Edézio Teixeira de Carvalho, Engenheiro Geólogo
Geocentelha 298

Discute-se a revisão do Código Florestal. O atual é lamentável. Carente de fundamentação técnica, sua discussão vai para o campo ideológico, o que não é ruim em si, mas pelo fato de deixar obscurecida essa fundamentação.

Sou contra pastos de pisoteio até a declividade de 100%. Essa permissividade é absurda, porque já nos 40% o poder cisalhante da pata do boi rasga capim e solo saturado. Ao fim de anos o boi pisa trilhas planas em ziguezagues, caminho das águas que descem da encosta íngreme, compactadas, impermeáveis, favoráveis ao escoamento e desperdício de água; em encostas mais íngremes, elas ocupam quase metade do terreno. Compreendo a lógica de produtores ao justificarem usar pastos degradados em altas declividades, dizendo que assim aproveitam a única coisa que a terra dá. Essa lógica tem fraqueza escondida: só gado ruim, de baixos preço e desfrute, pode ser posto aí.  Eu diria a esse produtor: Use gado melhor em menor número em áreas menos íngremes; plante arbóreas e culturas perenes sem excessivo trato de enxadas nas áreas entre 50 e 100% de declividade. A terra agradecerá e você ficará mais rico ou menos pobre. O Código infinitamente permissivo é o mesmo que tem proibições absurdas. O Cruzeiro jogou contra o Potosi a 4.100 metros. Sete países andinos e mais de 30 mundiais urbanizam acima de 3.000m; no Brasil temos a APP acima dos 1.800m.

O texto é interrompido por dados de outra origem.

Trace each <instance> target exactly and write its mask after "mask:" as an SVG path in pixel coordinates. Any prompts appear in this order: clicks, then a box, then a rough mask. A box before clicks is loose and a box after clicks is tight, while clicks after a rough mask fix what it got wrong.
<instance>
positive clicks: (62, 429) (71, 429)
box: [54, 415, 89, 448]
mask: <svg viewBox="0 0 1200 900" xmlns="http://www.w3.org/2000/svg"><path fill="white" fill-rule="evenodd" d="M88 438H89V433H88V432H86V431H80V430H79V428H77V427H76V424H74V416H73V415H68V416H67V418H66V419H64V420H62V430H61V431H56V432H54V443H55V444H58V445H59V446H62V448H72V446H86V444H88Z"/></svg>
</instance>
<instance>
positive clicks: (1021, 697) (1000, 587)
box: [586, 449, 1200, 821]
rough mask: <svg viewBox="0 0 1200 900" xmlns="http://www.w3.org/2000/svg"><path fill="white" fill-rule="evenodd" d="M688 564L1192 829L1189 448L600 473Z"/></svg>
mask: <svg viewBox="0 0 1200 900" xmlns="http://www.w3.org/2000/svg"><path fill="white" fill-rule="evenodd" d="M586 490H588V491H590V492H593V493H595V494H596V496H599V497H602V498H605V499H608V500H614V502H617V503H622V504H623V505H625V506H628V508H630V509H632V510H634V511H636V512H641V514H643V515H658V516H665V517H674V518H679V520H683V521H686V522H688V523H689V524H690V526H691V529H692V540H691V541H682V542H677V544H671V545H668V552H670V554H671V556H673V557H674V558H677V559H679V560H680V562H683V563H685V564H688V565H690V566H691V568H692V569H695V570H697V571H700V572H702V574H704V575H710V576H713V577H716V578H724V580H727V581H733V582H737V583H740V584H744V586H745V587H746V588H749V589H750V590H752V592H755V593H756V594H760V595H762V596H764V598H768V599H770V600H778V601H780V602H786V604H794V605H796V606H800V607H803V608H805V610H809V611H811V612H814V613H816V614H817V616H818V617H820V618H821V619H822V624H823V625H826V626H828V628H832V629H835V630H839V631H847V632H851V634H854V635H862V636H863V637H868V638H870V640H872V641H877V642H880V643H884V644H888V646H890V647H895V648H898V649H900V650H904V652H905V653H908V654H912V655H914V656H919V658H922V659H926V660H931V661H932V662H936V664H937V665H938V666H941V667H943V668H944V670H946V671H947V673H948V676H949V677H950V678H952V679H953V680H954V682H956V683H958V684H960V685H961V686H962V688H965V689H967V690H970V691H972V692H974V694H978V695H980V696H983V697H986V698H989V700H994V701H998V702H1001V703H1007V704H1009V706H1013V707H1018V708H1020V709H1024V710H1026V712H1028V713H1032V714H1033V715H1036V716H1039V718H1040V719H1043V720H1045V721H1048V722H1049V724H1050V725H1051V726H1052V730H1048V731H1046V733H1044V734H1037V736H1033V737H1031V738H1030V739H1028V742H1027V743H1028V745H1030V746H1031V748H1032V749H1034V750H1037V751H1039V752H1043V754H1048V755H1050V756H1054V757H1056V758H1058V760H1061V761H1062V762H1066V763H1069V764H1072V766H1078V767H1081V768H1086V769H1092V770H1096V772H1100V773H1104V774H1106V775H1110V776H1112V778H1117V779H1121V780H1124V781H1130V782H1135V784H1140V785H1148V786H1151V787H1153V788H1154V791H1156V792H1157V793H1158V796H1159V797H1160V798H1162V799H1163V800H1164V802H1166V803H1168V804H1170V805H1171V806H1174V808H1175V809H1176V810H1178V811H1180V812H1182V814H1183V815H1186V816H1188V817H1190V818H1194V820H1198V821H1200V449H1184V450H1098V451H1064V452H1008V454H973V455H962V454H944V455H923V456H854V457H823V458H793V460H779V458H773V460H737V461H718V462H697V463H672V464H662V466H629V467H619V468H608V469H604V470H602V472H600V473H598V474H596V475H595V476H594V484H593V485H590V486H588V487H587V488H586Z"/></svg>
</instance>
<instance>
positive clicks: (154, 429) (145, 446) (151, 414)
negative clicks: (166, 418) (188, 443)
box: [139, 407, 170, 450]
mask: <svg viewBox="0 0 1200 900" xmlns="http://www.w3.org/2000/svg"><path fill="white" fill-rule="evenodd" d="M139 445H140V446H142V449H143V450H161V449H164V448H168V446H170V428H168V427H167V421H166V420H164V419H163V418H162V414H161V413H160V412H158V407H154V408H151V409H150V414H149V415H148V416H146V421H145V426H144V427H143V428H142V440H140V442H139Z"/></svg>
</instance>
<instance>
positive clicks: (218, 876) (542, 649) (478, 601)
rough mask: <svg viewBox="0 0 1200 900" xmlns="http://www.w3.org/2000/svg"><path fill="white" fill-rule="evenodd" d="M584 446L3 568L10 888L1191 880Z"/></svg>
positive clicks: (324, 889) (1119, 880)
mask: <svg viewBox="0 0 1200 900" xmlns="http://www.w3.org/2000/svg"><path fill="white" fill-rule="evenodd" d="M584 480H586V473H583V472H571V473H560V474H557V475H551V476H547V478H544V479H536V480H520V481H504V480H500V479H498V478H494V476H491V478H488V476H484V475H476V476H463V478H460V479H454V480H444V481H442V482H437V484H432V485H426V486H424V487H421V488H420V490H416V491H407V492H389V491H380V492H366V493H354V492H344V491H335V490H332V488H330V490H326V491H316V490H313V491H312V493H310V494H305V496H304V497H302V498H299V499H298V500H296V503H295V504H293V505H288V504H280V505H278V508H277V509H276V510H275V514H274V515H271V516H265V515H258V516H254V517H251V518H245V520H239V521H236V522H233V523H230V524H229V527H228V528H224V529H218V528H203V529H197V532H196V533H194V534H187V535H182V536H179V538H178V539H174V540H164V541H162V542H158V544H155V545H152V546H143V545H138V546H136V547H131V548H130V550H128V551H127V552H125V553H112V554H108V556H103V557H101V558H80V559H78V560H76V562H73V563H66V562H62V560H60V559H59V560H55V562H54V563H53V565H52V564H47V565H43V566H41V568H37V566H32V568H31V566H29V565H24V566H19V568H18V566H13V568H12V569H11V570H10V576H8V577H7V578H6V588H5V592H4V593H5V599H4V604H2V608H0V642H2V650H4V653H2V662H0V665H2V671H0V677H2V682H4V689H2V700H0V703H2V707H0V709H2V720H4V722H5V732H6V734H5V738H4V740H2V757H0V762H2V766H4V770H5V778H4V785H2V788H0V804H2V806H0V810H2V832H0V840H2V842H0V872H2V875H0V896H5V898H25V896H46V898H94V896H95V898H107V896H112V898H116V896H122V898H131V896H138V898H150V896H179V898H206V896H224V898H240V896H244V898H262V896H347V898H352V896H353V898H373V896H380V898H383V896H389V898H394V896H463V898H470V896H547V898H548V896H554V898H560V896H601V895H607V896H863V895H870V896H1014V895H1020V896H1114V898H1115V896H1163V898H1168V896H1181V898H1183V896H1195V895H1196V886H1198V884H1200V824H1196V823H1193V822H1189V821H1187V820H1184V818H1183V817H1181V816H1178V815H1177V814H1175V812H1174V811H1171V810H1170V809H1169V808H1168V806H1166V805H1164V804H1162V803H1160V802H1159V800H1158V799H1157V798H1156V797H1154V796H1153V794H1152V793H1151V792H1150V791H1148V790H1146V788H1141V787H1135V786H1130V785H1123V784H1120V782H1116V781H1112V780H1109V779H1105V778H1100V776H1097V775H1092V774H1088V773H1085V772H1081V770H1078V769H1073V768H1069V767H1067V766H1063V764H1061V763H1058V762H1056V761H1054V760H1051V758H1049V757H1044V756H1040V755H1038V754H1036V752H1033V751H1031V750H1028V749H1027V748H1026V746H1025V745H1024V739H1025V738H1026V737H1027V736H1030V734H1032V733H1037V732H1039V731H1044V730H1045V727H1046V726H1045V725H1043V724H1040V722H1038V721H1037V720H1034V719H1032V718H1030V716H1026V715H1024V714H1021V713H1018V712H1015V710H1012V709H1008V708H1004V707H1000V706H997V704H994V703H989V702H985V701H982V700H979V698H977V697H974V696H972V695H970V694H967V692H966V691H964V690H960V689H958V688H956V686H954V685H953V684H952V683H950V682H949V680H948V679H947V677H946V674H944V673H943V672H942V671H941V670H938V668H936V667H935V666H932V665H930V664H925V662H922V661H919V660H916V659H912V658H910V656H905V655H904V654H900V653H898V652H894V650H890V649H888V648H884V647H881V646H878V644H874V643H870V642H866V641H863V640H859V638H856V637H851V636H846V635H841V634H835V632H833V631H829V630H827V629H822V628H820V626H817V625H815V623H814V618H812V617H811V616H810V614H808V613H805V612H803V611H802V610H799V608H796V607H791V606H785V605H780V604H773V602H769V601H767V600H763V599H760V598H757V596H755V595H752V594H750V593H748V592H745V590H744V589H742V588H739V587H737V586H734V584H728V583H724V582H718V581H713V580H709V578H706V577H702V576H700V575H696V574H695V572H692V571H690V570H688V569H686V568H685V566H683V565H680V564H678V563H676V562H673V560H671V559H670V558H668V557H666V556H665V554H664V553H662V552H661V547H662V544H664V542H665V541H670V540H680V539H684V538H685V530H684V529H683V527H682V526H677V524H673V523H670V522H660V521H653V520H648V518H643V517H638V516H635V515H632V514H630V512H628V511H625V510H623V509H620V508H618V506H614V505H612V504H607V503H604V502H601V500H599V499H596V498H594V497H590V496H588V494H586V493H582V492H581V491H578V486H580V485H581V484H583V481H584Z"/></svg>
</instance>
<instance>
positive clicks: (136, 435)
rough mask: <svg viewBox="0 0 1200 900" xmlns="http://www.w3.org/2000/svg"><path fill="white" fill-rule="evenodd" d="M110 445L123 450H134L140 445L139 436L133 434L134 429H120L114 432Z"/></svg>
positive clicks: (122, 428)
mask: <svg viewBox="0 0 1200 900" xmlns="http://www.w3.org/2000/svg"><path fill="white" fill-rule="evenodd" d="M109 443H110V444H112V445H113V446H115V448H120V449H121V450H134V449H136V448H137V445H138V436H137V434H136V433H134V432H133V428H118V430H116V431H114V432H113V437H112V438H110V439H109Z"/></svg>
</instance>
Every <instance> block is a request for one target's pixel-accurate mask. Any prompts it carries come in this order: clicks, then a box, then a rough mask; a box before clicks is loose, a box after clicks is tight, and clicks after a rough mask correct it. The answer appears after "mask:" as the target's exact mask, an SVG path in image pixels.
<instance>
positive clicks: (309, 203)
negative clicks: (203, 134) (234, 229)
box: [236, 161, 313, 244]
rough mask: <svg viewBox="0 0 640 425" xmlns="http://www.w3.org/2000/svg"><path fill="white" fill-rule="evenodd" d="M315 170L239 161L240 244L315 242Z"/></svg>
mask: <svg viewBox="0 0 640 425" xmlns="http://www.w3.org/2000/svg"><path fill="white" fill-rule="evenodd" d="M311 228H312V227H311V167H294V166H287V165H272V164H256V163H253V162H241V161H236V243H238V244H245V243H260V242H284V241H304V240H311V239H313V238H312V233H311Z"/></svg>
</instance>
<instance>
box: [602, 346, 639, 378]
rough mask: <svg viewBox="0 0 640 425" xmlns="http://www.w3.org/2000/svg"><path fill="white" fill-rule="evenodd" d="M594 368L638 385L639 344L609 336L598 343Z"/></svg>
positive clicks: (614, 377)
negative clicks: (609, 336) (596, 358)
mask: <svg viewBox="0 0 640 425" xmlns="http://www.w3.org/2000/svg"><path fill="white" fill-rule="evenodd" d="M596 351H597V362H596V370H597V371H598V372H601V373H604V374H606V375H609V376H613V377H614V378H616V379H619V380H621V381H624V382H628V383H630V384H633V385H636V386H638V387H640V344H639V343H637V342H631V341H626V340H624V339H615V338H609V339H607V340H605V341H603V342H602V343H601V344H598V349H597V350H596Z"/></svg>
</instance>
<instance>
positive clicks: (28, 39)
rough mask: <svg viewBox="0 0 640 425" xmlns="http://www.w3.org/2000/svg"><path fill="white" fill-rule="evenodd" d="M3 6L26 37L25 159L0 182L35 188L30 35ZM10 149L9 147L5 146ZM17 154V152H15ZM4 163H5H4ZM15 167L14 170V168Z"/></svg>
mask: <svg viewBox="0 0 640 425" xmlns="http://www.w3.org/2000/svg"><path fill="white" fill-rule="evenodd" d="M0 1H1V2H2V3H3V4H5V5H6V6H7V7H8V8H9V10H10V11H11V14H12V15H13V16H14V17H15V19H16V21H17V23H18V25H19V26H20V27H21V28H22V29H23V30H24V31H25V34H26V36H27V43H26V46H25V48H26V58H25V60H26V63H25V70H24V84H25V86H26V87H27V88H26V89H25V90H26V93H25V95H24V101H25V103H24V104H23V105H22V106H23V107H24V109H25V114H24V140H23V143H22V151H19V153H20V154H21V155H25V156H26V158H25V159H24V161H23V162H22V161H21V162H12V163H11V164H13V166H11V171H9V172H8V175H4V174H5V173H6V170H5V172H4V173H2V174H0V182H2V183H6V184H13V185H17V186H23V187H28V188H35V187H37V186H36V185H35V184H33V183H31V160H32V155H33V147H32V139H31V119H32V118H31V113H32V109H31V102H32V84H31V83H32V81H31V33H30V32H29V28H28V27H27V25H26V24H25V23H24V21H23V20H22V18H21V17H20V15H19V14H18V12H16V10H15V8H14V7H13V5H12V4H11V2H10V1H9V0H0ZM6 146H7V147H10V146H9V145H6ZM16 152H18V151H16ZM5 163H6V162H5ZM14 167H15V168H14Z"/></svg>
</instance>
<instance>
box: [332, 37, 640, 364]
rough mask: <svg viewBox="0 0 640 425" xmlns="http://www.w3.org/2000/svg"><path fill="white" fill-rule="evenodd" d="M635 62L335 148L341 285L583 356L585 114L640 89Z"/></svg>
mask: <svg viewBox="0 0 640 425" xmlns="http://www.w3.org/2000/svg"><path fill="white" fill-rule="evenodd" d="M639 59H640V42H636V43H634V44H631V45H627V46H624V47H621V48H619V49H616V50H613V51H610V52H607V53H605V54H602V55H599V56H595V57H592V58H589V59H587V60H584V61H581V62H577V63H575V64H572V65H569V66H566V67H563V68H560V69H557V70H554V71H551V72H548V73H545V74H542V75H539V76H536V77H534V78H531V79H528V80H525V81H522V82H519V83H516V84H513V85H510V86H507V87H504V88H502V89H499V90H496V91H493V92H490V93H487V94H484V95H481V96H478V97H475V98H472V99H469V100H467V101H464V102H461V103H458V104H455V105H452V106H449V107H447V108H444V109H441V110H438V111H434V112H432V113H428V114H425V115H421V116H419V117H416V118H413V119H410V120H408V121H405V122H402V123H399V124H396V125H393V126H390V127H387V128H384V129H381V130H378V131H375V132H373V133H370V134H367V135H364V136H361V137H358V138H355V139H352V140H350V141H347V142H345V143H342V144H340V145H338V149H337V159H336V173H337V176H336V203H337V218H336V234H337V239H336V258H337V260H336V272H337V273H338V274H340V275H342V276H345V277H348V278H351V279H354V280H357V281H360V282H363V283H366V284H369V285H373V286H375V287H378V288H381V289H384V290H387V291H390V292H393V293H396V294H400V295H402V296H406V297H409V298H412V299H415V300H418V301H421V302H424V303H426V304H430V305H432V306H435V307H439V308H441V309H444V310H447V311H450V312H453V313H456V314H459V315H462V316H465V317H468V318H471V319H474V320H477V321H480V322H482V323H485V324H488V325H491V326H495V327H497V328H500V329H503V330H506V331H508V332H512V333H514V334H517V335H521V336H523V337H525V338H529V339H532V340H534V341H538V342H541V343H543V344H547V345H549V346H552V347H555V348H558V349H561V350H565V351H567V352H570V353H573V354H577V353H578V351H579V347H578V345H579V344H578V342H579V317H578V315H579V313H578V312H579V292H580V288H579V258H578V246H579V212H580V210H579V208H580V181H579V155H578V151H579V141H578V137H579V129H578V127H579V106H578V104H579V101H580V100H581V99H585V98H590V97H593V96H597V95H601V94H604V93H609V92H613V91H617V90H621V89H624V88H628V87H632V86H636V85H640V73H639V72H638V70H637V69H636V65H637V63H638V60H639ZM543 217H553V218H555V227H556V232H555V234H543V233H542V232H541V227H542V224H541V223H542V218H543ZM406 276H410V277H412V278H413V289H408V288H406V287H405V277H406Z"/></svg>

Com o atual Código Florestal, sofre todo o leste cristalino mineiro. Não citarei muitas cidades que têm sofrido tanto com seus rios. Agora temos São Luís do Paraitinga, em São Paulo a juntar-se a Ponte Nova, Carangola, Caratinga, Teófilo Otoni, Muriaé na lista de suas vítimas. A quem duvide, parta da cidade e tome o rio para montante navegando pelo Google Earth para ver como suas vertentes se encontram desmatadas em estimáveis 90%. Não basta que aqueles solos sejam espessos e tenham lugar para a água, porque as vertentes como estão repelem a água como alguns tecidos de veludo. Tem o Brasil a ingênua crença de que leis de gestão territorial funcionam automaticamente. Eu acreditaria um pouco mais se elas buscassem numa lógica simples e perceptível suas fundações. A geometria do Código Florestal admite a criação de gado a 100%, mas proíbe a bananeira naturalmente irrigada à beira de um córrego. Essa geometria imposta a uma terra tão diversa, dispensando prescrições técnicas locais, como se na saúde pudéssemos dispensar o médico, é o maior desrespeito contra a terra no Brasil. Peço que não se esqueçam.

A propósito, com ou sem lei, quando é que os governos cuidarão das voçorocas de Cachoeira do Campo, daqueles pastos ralados em carne viva ao lado da residência do IBAMA em Governador Valadares e quando o IBAMA começará a coletar as águas pluviais de seus edifícios para dar bons exemplos a São Paulo e Belo Horizonte? Que a futura versão crie e permita pelo menos a pesquisa experimental. Não é pedir demais.